While I was reading from the prophet Isaiah during Morning Prayer, the imprecation, “they go in disgrace who carve images,” jumped off the page.
I’ve been traveling in Italy and the universal ubiquity of the smart phone hit home. Everybody has one. Chinese tourists, American sightseers, Muslim women in burkhas, children and old women, beautiful Italian teens, thugs with tattoos, and charming African nuns.
Everybody has an iPhone and everybody has their nose stuck to the screen. Not only are their noses stuck to the screen, but there seems to be an odd obsession with taking photographs of everything all the time. (Remember when you only had 24 or 36 shots in a roll of film?)
In the Uffizi, crowds of tourists do not stand in front of Botticelli’s Primavera in awesome wonder. They snap a quick selfie and move on, thirsty for the next famous picture and another snapshot. Crowds of Chinese people trudged through the Forum not taking it all in, but filming themselves with selfie sticks—as if the experience was not the experience but the experience was the experience of filming oneself experiencing the experience.
I was baffled.
I asked an artist friend about this odd human behavior, “Why do they do this? Why do they stand before Michelangelo’s David and take a snap? They can buy a postcard or poster. It’s a famous image. They can see it anytime.” My friend turned out to be not only an artist but a speculative moral theologian. “I think they take the photographs because they want to possess that thing. They don’t want a postcard or poster. They want it on their phone. They want David for their own. They want that priceless, unbelievable masterpiece in their pocket.”
This brought back the verse from the beginning of all things. In the garden, our first mother eyed the forbidden fruit, and the storyteller says, “She looked on it with desire.” She desired it. She wanted it. She wanted to own it. So she reached out and took it.
In doing so she gave her allegiance to the subtle but serpentine gentleman who seduced her in the first place. She said, “You can have me if you give me what I desire.” That set up the dynamic of idolatry, for what were those ancient carved images but representations of the demonic demigods—fellow fallen angels—who promised their devotees the fulfillment of their desire? “Worship me. Be my slave, and I will give you prosperity, peace, pleasure, and power.”
You have heard of the “temple prostitutes” who gave themselves to serve the demons of desire. They prostituted themselves.

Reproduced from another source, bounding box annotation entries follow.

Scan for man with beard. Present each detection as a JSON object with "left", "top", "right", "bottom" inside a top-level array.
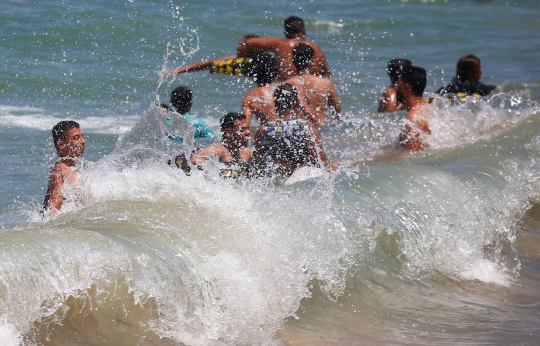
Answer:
[
  {"left": 396, "top": 66, "right": 433, "bottom": 151},
  {"left": 190, "top": 112, "right": 253, "bottom": 174}
]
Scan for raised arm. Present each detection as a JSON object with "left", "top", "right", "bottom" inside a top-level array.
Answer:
[
  {"left": 298, "top": 89, "right": 325, "bottom": 126},
  {"left": 327, "top": 80, "right": 343, "bottom": 119},
  {"left": 308, "top": 123, "right": 339, "bottom": 172},
  {"left": 189, "top": 143, "right": 224, "bottom": 170},
  {"left": 43, "top": 163, "right": 65, "bottom": 215}
]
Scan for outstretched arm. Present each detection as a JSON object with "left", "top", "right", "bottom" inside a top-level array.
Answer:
[
  {"left": 166, "top": 55, "right": 238, "bottom": 76},
  {"left": 189, "top": 143, "right": 224, "bottom": 170}
]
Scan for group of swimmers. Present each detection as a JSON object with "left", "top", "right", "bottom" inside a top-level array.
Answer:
[{"left": 44, "top": 16, "right": 494, "bottom": 213}]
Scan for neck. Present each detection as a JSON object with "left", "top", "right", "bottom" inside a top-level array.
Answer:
[{"left": 58, "top": 156, "right": 75, "bottom": 167}]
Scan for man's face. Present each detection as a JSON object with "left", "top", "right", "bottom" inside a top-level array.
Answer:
[
  {"left": 58, "top": 128, "right": 86, "bottom": 157},
  {"left": 396, "top": 76, "right": 406, "bottom": 103},
  {"left": 232, "top": 119, "right": 251, "bottom": 147}
]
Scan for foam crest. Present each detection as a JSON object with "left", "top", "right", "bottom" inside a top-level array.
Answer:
[{"left": 0, "top": 106, "right": 139, "bottom": 135}]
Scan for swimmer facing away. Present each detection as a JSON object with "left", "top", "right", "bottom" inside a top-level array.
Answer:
[
  {"left": 43, "top": 120, "right": 86, "bottom": 215},
  {"left": 236, "top": 16, "right": 332, "bottom": 81},
  {"left": 285, "top": 43, "right": 342, "bottom": 126},
  {"left": 396, "top": 66, "right": 433, "bottom": 151}
]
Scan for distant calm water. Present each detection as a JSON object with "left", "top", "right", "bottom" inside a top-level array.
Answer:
[{"left": 0, "top": 0, "right": 540, "bottom": 345}]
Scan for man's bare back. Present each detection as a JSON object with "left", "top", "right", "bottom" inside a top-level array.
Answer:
[
  {"left": 286, "top": 74, "right": 342, "bottom": 125},
  {"left": 399, "top": 104, "right": 433, "bottom": 151}
]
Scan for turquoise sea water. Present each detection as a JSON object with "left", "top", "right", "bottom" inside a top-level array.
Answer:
[{"left": 0, "top": 0, "right": 540, "bottom": 345}]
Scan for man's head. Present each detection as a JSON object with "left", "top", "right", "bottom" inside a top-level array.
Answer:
[
  {"left": 293, "top": 43, "right": 315, "bottom": 71},
  {"left": 247, "top": 53, "right": 277, "bottom": 85},
  {"left": 456, "top": 54, "right": 482, "bottom": 82},
  {"left": 52, "top": 120, "right": 86, "bottom": 157},
  {"left": 220, "top": 112, "right": 251, "bottom": 148},
  {"left": 386, "top": 59, "right": 412, "bottom": 85},
  {"left": 274, "top": 83, "right": 298, "bottom": 113},
  {"left": 171, "top": 86, "right": 193, "bottom": 114},
  {"left": 396, "top": 66, "right": 427, "bottom": 102},
  {"left": 284, "top": 16, "right": 306, "bottom": 38}
]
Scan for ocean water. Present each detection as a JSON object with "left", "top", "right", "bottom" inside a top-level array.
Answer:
[{"left": 0, "top": 0, "right": 540, "bottom": 346}]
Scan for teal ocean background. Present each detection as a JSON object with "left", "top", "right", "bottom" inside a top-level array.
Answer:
[{"left": 0, "top": 0, "right": 540, "bottom": 346}]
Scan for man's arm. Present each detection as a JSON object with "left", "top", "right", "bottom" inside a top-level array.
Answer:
[
  {"left": 43, "top": 163, "right": 65, "bottom": 215},
  {"left": 241, "top": 91, "right": 253, "bottom": 126},
  {"left": 236, "top": 37, "right": 284, "bottom": 56},
  {"left": 165, "top": 55, "right": 238, "bottom": 76},
  {"left": 401, "top": 111, "right": 431, "bottom": 151},
  {"left": 317, "top": 49, "right": 332, "bottom": 78}
]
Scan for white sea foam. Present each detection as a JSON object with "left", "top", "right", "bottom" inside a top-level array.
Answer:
[{"left": 0, "top": 106, "right": 140, "bottom": 135}]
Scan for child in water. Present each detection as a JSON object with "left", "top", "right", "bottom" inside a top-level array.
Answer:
[{"left": 43, "top": 120, "right": 86, "bottom": 215}]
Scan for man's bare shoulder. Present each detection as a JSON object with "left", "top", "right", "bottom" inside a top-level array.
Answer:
[{"left": 242, "top": 85, "right": 271, "bottom": 102}]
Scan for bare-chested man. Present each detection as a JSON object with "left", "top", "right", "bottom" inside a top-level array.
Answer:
[
  {"left": 165, "top": 34, "right": 259, "bottom": 76},
  {"left": 190, "top": 112, "right": 253, "bottom": 170},
  {"left": 236, "top": 16, "right": 332, "bottom": 80},
  {"left": 285, "top": 43, "right": 342, "bottom": 126},
  {"left": 43, "top": 120, "right": 86, "bottom": 215},
  {"left": 396, "top": 66, "right": 433, "bottom": 151},
  {"left": 242, "top": 53, "right": 278, "bottom": 142}
]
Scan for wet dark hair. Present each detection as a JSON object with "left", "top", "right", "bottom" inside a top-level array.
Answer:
[
  {"left": 284, "top": 16, "right": 305, "bottom": 37},
  {"left": 293, "top": 43, "right": 315, "bottom": 71},
  {"left": 386, "top": 59, "right": 412, "bottom": 84},
  {"left": 274, "top": 83, "right": 298, "bottom": 112},
  {"left": 247, "top": 53, "right": 277, "bottom": 85},
  {"left": 171, "top": 86, "right": 193, "bottom": 114},
  {"left": 52, "top": 120, "right": 81, "bottom": 150},
  {"left": 219, "top": 112, "right": 246, "bottom": 131},
  {"left": 456, "top": 54, "right": 481, "bottom": 82},
  {"left": 400, "top": 66, "right": 427, "bottom": 96}
]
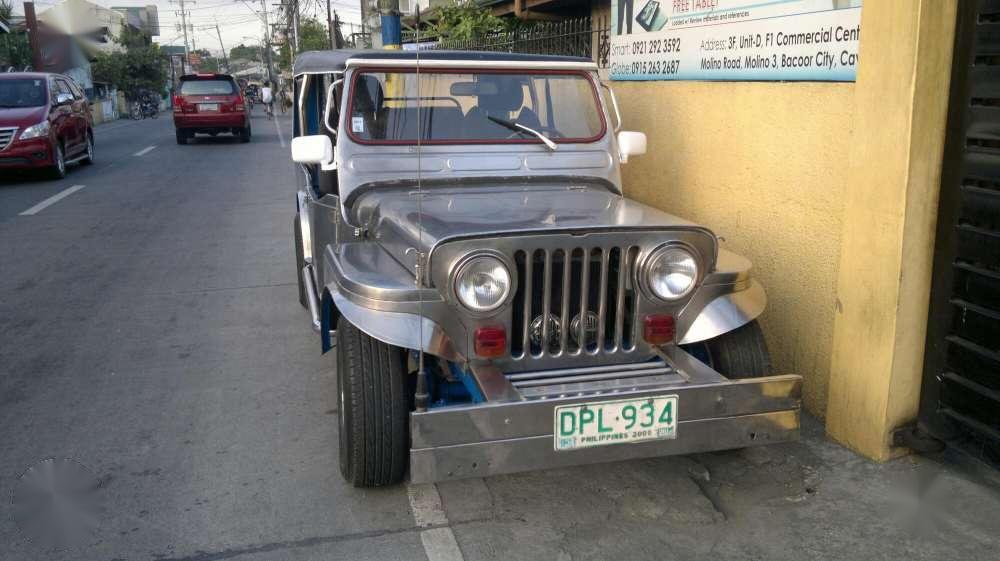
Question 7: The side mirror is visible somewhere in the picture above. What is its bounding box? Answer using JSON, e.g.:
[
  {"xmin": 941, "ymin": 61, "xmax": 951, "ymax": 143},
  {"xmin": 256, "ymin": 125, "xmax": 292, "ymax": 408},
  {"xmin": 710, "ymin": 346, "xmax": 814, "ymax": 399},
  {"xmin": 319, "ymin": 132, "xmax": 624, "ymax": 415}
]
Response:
[
  {"xmin": 618, "ymin": 131, "xmax": 646, "ymax": 164},
  {"xmin": 292, "ymin": 134, "xmax": 333, "ymax": 166}
]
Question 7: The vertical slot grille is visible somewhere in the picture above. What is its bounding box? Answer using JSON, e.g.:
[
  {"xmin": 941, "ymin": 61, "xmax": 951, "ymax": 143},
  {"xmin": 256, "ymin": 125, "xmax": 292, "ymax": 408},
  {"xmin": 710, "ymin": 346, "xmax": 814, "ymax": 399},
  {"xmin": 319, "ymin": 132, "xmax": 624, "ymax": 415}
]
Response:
[{"xmin": 511, "ymin": 246, "xmax": 639, "ymax": 359}]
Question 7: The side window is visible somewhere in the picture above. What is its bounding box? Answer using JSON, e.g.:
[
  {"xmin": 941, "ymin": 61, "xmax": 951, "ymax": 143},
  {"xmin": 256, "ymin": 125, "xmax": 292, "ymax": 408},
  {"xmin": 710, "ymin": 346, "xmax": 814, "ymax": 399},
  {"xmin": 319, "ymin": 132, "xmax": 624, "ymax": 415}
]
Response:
[
  {"xmin": 56, "ymin": 78, "xmax": 76, "ymax": 98},
  {"xmin": 66, "ymin": 80, "xmax": 86, "ymax": 100}
]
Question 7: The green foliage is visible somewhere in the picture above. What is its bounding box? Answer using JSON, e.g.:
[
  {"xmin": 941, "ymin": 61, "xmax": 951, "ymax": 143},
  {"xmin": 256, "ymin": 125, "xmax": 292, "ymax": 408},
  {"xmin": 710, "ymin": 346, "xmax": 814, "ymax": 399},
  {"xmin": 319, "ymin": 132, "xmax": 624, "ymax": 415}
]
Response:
[
  {"xmin": 90, "ymin": 27, "xmax": 167, "ymax": 97},
  {"xmin": 431, "ymin": 0, "xmax": 512, "ymax": 41},
  {"xmin": 0, "ymin": 0, "xmax": 14, "ymax": 23},
  {"xmin": 0, "ymin": 0, "xmax": 31, "ymax": 72}
]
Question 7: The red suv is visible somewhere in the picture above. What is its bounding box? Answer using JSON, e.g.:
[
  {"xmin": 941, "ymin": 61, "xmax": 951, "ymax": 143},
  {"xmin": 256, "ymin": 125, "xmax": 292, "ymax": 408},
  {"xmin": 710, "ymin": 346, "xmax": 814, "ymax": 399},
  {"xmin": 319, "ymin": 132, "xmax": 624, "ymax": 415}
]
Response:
[
  {"xmin": 0, "ymin": 72, "xmax": 94, "ymax": 178},
  {"xmin": 174, "ymin": 74, "xmax": 250, "ymax": 144}
]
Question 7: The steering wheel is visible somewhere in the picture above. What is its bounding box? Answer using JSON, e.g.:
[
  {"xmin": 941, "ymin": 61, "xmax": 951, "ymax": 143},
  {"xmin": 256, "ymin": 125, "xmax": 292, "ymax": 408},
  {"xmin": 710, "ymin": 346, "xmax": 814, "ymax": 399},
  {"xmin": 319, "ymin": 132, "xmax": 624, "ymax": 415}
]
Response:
[{"xmin": 507, "ymin": 125, "xmax": 566, "ymax": 140}]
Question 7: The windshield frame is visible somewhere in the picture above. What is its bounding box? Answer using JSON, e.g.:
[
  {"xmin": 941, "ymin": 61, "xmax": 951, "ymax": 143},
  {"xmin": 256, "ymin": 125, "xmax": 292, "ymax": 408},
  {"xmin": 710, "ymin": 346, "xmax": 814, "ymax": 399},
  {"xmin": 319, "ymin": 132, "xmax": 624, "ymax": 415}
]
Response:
[
  {"xmin": 340, "ymin": 64, "xmax": 608, "ymax": 146},
  {"xmin": 0, "ymin": 77, "xmax": 51, "ymax": 109}
]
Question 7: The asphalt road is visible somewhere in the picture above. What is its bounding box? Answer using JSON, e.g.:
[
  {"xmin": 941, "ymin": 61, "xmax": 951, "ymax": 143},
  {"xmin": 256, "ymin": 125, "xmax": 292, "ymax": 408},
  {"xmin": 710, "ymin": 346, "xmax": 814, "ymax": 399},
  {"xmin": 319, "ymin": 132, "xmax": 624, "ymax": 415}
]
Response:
[{"xmin": 0, "ymin": 109, "xmax": 1000, "ymax": 561}]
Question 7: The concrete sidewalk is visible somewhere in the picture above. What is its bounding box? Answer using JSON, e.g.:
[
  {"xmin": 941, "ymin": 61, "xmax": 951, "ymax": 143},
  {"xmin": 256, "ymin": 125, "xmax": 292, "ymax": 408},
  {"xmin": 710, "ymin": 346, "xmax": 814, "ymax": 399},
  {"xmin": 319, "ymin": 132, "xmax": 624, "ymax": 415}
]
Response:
[{"xmin": 438, "ymin": 417, "xmax": 1000, "ymax": 560}]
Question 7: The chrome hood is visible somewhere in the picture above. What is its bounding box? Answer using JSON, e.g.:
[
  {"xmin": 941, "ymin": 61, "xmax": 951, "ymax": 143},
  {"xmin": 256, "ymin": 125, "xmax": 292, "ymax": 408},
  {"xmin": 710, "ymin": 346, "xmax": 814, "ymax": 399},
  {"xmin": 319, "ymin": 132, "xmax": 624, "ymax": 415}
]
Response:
[{"xmin": 351, "ymin": 182, "xmax": 714, "ymax": 270}]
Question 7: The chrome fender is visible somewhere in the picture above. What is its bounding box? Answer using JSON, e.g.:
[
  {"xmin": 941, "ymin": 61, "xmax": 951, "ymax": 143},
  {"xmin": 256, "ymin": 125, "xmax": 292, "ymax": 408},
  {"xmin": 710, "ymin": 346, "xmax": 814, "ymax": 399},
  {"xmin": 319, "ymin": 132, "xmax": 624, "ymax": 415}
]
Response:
[
  {"xmin": 327, "ymin": 283, "xmax": 465, "ymax": 362},
  {"xmin": 678, "ymin": 279, "xmax": 767, "ymax": 345}
]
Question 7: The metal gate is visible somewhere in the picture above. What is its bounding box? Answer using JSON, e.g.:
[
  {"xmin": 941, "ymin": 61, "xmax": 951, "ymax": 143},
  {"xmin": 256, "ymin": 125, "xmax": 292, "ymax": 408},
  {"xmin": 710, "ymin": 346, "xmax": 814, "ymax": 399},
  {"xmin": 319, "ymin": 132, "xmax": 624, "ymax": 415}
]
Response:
[{"xmin": 920, "ymin": 0, "xmax": 1000, "ymax": 465}]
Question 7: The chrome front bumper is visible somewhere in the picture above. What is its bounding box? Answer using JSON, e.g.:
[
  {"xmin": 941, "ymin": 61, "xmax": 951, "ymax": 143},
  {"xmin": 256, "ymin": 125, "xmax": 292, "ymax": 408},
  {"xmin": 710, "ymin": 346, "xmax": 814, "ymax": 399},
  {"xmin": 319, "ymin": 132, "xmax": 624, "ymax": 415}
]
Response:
[{"xmin": 410, "ymin": 347, "xmax": 802, "ymax": 483}]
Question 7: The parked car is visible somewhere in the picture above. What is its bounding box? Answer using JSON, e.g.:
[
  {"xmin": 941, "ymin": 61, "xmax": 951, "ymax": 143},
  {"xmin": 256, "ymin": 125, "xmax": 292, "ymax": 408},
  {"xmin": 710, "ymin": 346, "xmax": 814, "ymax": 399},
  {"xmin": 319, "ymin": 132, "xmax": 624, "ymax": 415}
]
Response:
[
  {"xmin": 174, "ymin": 74, "xmax": 250, "ymax": 144},
  {"xmin": 0, "ymin": 72, "xmax": 94, "ymax": 178},
  {"xmin": 291, "ymin": 51, "xmax": 801, "ymax": 486}
]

And so do we. Instead of carved statues of Adonis or Venus, images of horned chimeras, monstrous hybrids or six-armed, blood-sucking goddesses from hell, we have technology. Designed with amazing ingenuity and carved with utmost skill from precious materials, we have created for each person his own hand-held idol. Each one of us has a little god who offers us the world in the palm of our hand.
I hear you protest: “Come now, Father. You exaggerate. You are playing the Jeremiah. Your Amish roots are showing. These gadgets are tools—no more than that. Hi-tech to be sure, but really no more and no less dangerous than any other tool… a corkscrew, a jackhammer, a chainsaw, a bulldozer, or a ballpoint pen.”
Yes, perhaps, but these gadgets offer much more than a spade, a hair dryer, a microwave oven, or a trowel. They seduce us by offering our heart’s desire, do they not? These screens offer us all the knowledge in the world. They tempt us with pornography or endless bargains in the online, always open, global shopping mall. They entertain us with endless worlds of unreality, drawing us away from apprehending the present moment. They take us away from the people who long for our attention to give homage to other more attractive distractions on the screen. They demand our time, and what is time but the measure of our life itself?